Why confidence in Argentina's economy is dwindling
When a business-friendly conservative was elected president of Argentina in October 2015, hopes were high he would put the South American country's economy on a stable path.
Mauricio Macri promised to revive Argentina's economy and achieve "zero poverty". But less than three years later, he has unexpectedly asked for the early release of a loan from the International Monetary Fund (IMF). What has gone wrong?
What's the latest?
The Argentine peso has lost more than 40% of its value against the US dollar this year and inflation is rampant. Everyday life is getting more expensive for Argentines, as the prices of many goods and services still bear a close relation to the US dollar.
The government of President Macri has not been able to lower inflation, which is the highest amongst G20 nations. It is failing to enact the economic reforms it promised the IMF, most of them aimed at curbing public spending and borrowing.
And the combination of spiralling inflation and public spending cuts means wages are not keeping pace with prices, making most people poorer.
How did the crisis start?
Argentina has been plagued by economic problems for years but the commodities boom of the past decades helped the country repay the money it owed the IMF. It cleared its entire debt to the multilateral organisation in 2007.
Argentina's economy began to stabilise under President Néstor Kirchner, who governed from 2003 to 2007, but became more shaky again under his wife and successor in office, Cristina Fernández de Kirchner.
Her government, which was in power from 2007 until 2015, raised public spending, nationalised companies and heavily subsidised many items of daily life ranging from utilities to football transmissions on television.
Most importantly it controlled the exchange rate, which created all sorts of practical problems, such as giving rise to a black market for dollars and heavily distorting prices.
What did President Macri promise to do?
Mr Macri was elected on a promise of ending all distortions and returning Argentina to a market-oriented economy where supply and demand, not the state, would define prices.
In his first hours in office he put an end to capital controls and began a global campaign to repair Argentina's reputation with foreign investors.
He also promised to bring down inflation, which was hovering around 40% per year, by curbing public spending.
Can the IMF help?
Argentina's government insists its problem lies with liquidity (a lack of cash) and not with solvency (its ability to meet its financial obligations).
In May, it turned to the IMF for help, arguing that the Washington-based fund was the cheapest source of financing available.
The argument went that with a loan from the IMF, Argentina would be able to intervene in currency markets for longer and also pay off bonds coming up for payment.
At the time, President Macri said he did not plan to use the $50bn (£37.2bn) loan from the IMF except to boost the country's reserves.
But with the peso sliding further and hit by a poor soybean and maize harvest, the economy continued to deteriorate.

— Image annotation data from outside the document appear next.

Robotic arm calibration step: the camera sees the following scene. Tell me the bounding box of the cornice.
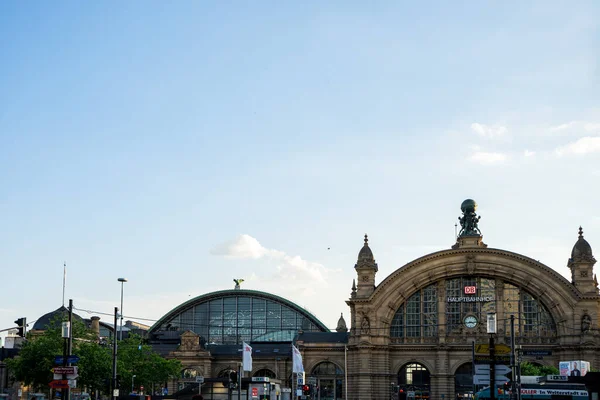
[370,248,582,301]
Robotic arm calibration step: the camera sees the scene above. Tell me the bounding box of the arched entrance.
[398,363,431,400]
[310,361,344,400]
[454,363,473,398]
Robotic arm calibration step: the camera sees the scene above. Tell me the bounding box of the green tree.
[117,335,182,391]
[7,318,111,393]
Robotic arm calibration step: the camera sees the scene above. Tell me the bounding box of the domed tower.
[567,227,598,294]
[452,199,487,249]
[354,234,378,298]
[335,314,348,332]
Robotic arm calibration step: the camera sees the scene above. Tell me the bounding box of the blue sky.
[0,1,600,340]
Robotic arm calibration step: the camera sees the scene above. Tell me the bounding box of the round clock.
[464,315,478,328]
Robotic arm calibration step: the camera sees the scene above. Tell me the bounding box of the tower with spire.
[567,227,598,294]
[352,233,378,298]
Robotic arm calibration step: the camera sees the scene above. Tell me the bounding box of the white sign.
[475,364,510,376]
[487,313,496,333]
[473,374,508,385]
[446,296,494,303]
[521,389,588,397]
[546,375,569,382]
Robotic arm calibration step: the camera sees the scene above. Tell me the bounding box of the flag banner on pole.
[242,342,252,371]
[292,345,304,372]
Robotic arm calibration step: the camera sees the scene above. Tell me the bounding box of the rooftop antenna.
[63,261,67,307]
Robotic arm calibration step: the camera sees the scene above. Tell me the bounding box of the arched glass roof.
[149,289,330,344]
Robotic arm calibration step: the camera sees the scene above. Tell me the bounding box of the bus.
[475,382,588,400]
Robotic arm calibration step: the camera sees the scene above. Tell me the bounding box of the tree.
[117,335,182,390]
[7,319,181,393]
[7,317,112,392]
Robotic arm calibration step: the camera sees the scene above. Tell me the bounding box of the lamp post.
[487,313,496,400]
[117,278,127,340]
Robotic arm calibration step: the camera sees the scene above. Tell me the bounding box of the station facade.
[150,200,600,400]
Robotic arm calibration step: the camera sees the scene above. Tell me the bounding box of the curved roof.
[148,289,330,333]
[31,306,83,331]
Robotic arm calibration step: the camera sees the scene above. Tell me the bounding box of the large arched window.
[253,368,277,379]
[390,276,556,343]
[150,289,329,345]
[398,363,431,398]
[454,362,473,398]
[308,361,344,400]
[390,284,437,337]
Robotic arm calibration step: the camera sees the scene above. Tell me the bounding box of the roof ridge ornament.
[458,199,481,237]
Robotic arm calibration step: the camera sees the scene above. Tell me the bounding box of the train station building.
[149,200,600,400]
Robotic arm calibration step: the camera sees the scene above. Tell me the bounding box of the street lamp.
[117,278,127,340]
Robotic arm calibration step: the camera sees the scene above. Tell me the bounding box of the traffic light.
[398,389,406,400]
[15,317,27,337]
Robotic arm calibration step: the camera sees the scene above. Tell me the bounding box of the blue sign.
[523,350,552,357]
[54,356,79,365]
[67,356,79,364]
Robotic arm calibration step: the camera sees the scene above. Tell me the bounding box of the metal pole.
[490,334,496,400]
[119,281,125,340]
[65,299,73,400]
[472,341,477,398]
[110,307,119,400]
[238,362,244,400]
[510,314,517,399]
[344,345,348,400]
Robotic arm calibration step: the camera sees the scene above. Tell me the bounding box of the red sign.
[465,286,477,294]
[48,379,69,389]
[53,367,77,375]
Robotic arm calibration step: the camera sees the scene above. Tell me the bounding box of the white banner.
[242,342,252,371]
[292,345,304,372]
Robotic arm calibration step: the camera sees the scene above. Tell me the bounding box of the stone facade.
[158,205,600,400]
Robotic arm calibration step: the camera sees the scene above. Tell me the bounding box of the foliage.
[117,335,182,391]
[7,320,181,392]
[521,361,559,376]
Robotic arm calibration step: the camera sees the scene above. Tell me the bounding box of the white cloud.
[555,136,600,156]
[583,122,600,132]
[550,121,578,132]
[210,234,332,285]
[469,151,508,165]
[210,235,269,259]
[471,122,508,139]
[550,121,600,132]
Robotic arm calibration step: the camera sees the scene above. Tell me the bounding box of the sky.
[0,0,600,335]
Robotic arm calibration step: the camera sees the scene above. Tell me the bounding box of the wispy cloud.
[555,136,600,156]
[550,121,600,132]
[211,234,333,284]
[471,122,508,139]
[469,151,508,165]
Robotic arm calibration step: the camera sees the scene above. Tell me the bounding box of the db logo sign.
[465,286,477,294]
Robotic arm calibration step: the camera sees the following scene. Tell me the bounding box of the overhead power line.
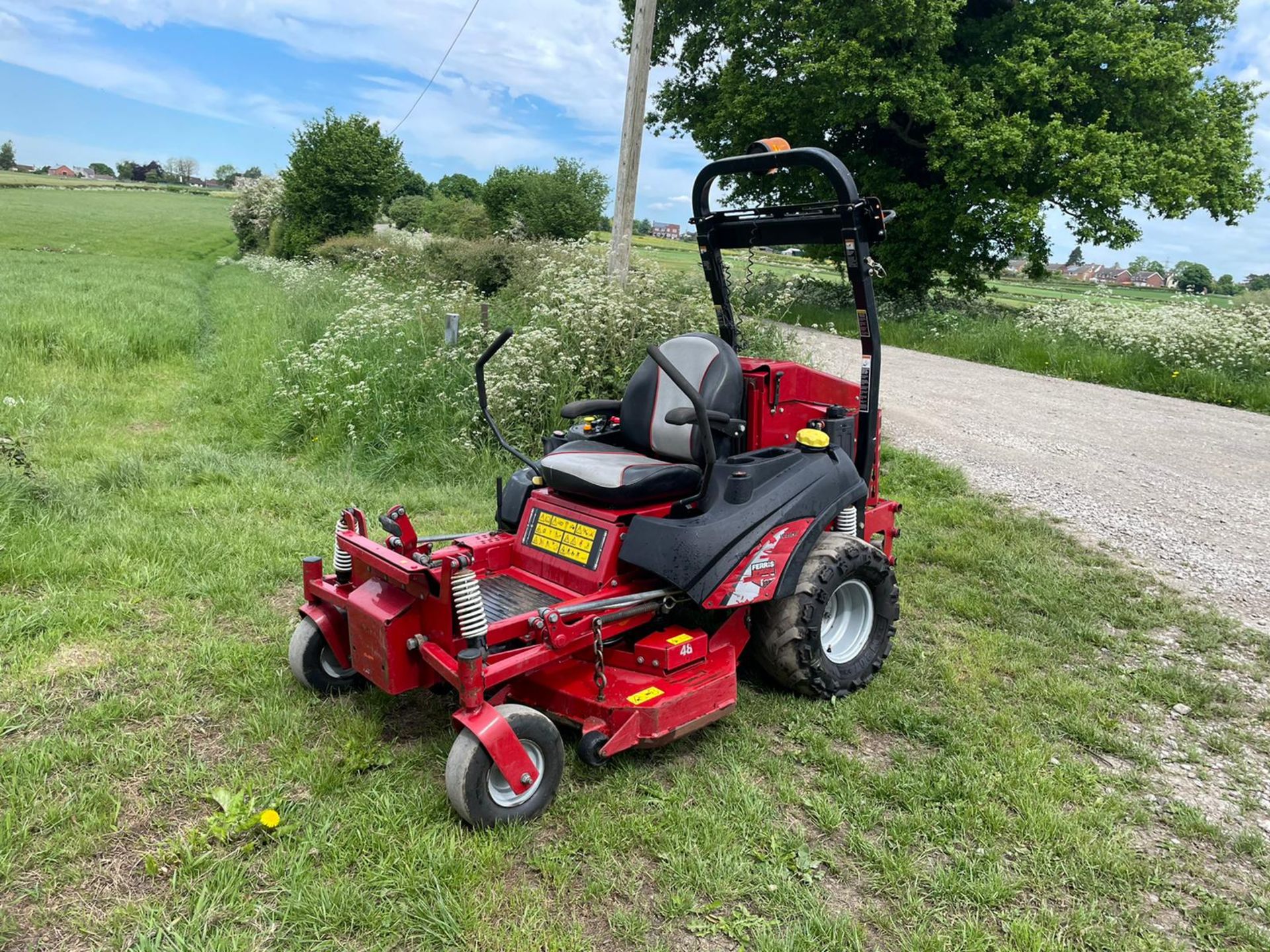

In June, the economy fell by 6.7%, its worst downturn since 2009.
With confidence in Argentina's recovery eroded, President Macri on 29 August unexpectedly asked for the early release of the IMF loan.
IMF chief Christine Lagarde said the fund was ready to help Argentina but news of the request for early assistance caused the peso to drop more than 7%, its biggest one-day decline since the currency was floated.
What do Argentines think of all this?
Going to the IMF is the most unpopular move a president could make in Argentina, where the organisation is widely loathed and blamed for the 2001 economic collapse.
In general, Argentines are not quick to panic, having been through so much economic turmoil in the past.
But there are people expressing serious concern, especially those from the older generation which lived through Argentina's 2001 economic crisis when the government defaulted on its debt and the banking system was largely paralysed.
The effect on Argentines was devastating with many seeing their hard-won prosperity quickly disappearing.
Those who experienced it fear a return of the corralito (ring fence), the Spanish name given to government restrictions imposed in 2001 to prevent a bank run.
Under the corralito's constraints, which lasted for a year, people could not freely withdraw money from their accounts, making life very difficult for ordinary Argentines.